В роддоме шёл беспрерывный процесс, роддом был переполнен, в коридорах постоянно сновали люди туда и сюда. Многие родственники приходили в день не по разу. Мужья ласково обнимали отражавшихся жен, шептались с ними, отойдя в сторонку, не могли наговориться. Таких было большинство. Но были и такие, которые, как истуканы, стояли возле жен, отводя положенное время встречи, не умея не приласкать, не утешить, не помочь перенести боль от неудачных родов. Здесь целый мир отношений, здесь годами идет своя жизнь, не изведанная только бездетным семьям. Здесь высвечиваются в короткие дни отношения людей, их искренность или надуманность, поверхностность или глубина, любовь по обязанности или сердечность. Здесь всех роднят дети, крохотные новорожденные, как их именуют в роддоме. Одних они связывают до гробовой доски, у других бередят сердечные раны. Крохотные, розовые, иногда пожелтевшие, беспредельно беспомощные, они способны изменить круто судьбы взрослых родителей. Боже мой, как мы вас любим, своих детей, свою кровь, своих тиранов. Также и вы повторите нас и себя в своих детях.
У тебя болела головка. Во время родов нарушилось кровоснабжение головного мозга и в нем образовался маленький кровяной мешочек в правом полушарии. Врачи его называли кистой. Такое образование могло привести к трагическим последствиям. Киста сдавливала мозг, действуя на нервные центры. Нужно было во что бы то ни стало кисту убрать, как говорили врачи, рассосать.
Я обратилась за помощью к главному врачу роддома. Разговор был тяжелый, но искать виновных было некогда, надо было срочно помогать тебе, и она пообещала сделать всё, чтобы избежать осложнений. Вскоре нам дали машину скорой помощи, и мы покинули роддом, переехав в детскую патологию. Мамочка была слаба, она присела бочком на скамейку в машине, а я, прижав тебя, моего милого внука к груди, старалась держаться на весу, чтобы не тряхнуть тебя на неровной дороге. И не было для меня в этот момент никого дороже вас. Мое сердце переполнилось любовью и сознанием драгоценности живого комочка на моих руках. В патологии в палатах лежало по несколько женщин. Дети отдельно, в палате рядом, им создавался максимальный покой. Капельницы, капельницы, капельницы. Часами вы лежали с иголочками в висках, вас лечили. Мамы приходили к вам, покормить вас, поговорить, перепеленать, приласкать и успокоить. А потом хорошо поесть, чтобы было молоко, сцедить лишнее и успеть поспать. Здесь уход за малышами лежал на матери. В роддоме пелёнки меняли медсёстры, стирали прачки.
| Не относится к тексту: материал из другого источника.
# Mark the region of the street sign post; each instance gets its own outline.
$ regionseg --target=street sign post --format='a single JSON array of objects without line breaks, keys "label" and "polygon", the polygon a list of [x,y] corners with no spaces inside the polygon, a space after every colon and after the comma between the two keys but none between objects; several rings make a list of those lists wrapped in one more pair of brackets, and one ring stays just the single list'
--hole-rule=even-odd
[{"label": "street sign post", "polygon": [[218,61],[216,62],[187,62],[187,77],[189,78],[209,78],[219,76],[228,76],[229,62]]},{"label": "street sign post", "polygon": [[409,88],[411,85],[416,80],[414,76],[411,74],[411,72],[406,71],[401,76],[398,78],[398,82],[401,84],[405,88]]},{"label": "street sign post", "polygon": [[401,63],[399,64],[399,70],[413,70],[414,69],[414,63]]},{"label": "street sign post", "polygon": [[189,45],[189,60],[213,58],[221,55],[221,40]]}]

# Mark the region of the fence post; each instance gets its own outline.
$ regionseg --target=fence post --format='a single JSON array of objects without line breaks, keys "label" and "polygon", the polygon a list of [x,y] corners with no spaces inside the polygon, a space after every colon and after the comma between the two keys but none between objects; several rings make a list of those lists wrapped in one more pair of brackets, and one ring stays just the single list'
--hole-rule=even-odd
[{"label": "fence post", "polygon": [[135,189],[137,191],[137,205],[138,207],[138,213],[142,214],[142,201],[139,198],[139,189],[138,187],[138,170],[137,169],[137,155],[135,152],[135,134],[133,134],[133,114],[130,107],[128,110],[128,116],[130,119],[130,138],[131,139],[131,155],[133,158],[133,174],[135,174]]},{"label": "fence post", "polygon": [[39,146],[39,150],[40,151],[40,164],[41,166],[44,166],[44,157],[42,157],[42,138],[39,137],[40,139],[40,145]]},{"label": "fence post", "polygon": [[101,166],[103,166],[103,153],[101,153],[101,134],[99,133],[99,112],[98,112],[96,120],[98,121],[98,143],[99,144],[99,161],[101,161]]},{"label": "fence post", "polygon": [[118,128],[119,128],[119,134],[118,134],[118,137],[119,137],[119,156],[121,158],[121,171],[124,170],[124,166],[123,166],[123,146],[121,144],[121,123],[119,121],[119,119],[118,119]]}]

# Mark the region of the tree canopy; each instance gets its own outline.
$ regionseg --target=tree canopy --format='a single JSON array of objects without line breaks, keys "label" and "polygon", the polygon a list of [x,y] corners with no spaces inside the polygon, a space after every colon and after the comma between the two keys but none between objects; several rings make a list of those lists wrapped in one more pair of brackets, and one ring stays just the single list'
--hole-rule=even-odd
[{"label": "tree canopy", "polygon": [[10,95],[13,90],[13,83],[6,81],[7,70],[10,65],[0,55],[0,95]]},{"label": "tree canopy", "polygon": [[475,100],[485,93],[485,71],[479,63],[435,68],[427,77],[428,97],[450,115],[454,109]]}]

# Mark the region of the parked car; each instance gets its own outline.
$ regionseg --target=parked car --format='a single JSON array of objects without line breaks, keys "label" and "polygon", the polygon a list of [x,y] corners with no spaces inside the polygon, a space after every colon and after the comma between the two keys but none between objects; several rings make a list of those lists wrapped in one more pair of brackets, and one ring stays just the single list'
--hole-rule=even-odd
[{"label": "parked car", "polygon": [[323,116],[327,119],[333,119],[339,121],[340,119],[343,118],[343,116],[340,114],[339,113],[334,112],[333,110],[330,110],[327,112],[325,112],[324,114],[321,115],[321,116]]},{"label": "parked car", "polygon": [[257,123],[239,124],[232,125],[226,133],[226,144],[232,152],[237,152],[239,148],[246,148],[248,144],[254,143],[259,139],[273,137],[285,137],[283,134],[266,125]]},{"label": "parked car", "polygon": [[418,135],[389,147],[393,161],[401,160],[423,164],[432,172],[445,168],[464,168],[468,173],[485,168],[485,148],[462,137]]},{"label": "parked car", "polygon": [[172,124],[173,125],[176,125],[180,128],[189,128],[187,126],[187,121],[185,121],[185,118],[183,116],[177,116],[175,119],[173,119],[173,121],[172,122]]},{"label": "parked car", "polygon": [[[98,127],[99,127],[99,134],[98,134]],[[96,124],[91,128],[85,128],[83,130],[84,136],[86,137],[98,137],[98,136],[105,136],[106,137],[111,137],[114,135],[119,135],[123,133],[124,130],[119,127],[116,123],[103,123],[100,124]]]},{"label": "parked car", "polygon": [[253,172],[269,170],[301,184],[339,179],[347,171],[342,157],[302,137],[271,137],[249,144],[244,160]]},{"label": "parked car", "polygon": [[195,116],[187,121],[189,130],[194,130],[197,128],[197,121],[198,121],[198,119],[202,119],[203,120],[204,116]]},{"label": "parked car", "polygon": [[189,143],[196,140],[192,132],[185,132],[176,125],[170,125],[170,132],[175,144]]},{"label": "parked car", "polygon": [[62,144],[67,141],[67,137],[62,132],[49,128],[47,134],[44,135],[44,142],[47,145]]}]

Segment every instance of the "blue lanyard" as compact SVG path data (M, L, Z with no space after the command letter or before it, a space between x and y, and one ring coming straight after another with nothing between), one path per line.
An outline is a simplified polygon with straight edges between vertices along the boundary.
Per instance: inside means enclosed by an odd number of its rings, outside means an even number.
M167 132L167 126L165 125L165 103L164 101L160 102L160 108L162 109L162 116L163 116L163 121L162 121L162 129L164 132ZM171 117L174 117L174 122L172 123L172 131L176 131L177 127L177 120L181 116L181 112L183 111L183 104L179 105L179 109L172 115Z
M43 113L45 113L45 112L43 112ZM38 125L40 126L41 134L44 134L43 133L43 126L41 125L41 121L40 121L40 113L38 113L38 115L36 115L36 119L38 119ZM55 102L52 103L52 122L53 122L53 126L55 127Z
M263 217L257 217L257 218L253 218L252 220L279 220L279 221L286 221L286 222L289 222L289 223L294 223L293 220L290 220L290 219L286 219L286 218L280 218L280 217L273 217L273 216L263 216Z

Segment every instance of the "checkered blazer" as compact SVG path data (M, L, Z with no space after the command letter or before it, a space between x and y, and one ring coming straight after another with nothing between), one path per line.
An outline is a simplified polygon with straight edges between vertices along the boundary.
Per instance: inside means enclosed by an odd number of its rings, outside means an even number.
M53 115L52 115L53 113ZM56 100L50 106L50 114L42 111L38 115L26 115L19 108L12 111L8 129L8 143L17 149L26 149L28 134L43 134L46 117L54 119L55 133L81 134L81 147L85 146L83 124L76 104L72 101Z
Здесь мамочке надо было ухаживать самой, пеленать, кормить, стирать и так день и ночь. Я старалась ей помогать, приносила чистые пеленки из дома, а грязные забирала в стирку. Старалась её подкормить. Я часто приходила к вам во время кормления и смотрела в окно.
Твоя мамочка в белой косыночке склонялась над тобой и иногда подносила тебя к окну. Вы потихоньку поправлялись. Тебе уже делали массаж, и мама выносила тебя в больничном погулять на веранду. Уже шёл разговор о
вашей выписке. Хотя курс лечения был еще не закончен, но мама обещала, что продолжит его дома, и вас стали готовить домой.
Пройдет время, и стрессовые события первого месяца твоей жизни уйдут из памяти. Твой папа назвал тебя Владимиром. Головка твоя болела, но уже не так сильно, об этом говорила лечащий врач. Тебе назначили лечение на месяц, и вы с мамой поехали домой. На руках твоего папы тебе было тепло и уютно, ты сладко спал, а дома тебя ждали уход и забота твоих сильных молодых родителей.